Put off perfectionism
Having resilience and demonstrating a growth mindset means dismissing perfectionism outright. The best of inventors, painters, athletes, and authors all know that trying again, failing, and making mistakes is the only way to greatness. It’s the getting back up that’s important to learn how to be resilient, and it is the secret of the greats. Mistakes are merely the stepping stones to improvement. Don’t be afraid to make them, and when you do, don’t run away. Face them head-on and find out what they have to teach.
Focus on process, not always results
An example of a fixed mindset is a student hyper-focused on “making the grade” without caring about the importance of what they are learning. This is common among high-achievers and is one of the reasons intelligence isn’t necessarily a predictor of grit. Grit is sticking with a problem that seems unsolvable or continuing to keep a positive attitude in the job hunt when you are repeatedly turned away. It’s playing the long game when those around you are measuring success by what they can measure now. It’s sticking with it to see incremental improvements that make a stunning difference in the long run.
When at first you don’t succeed
Viewing difficulty in a new light is essential to overcoming hardship and becoming truly resilient. As Duckworth says: “I learned a lesson I’d never forget. The lesson was that, when you have setbacks and failures, you can’t overreact to them.”

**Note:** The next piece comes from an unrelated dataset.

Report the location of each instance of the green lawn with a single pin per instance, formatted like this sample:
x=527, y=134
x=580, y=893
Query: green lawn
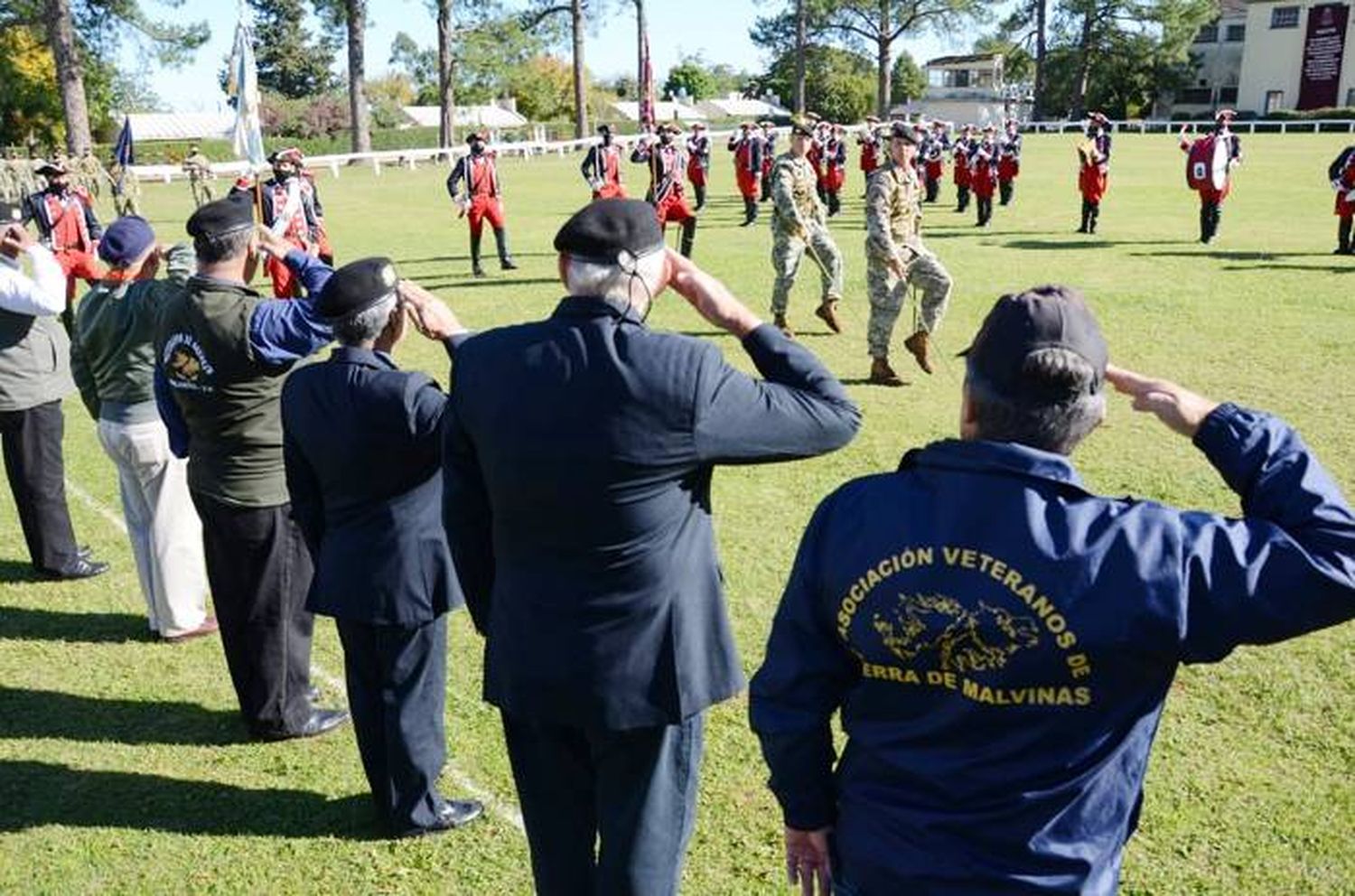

In other words, we must learn how to take these experiences in at their fullest measure, and shape them into something valuable with our effort. That is the heart of resilience. It shapes us into better leaders, more innovative entrepreneurs, and creative contributors. Demonstrating the growth mindset in these areas will only increase the likelihood that the long-held goals we aspire to will actualize in real life.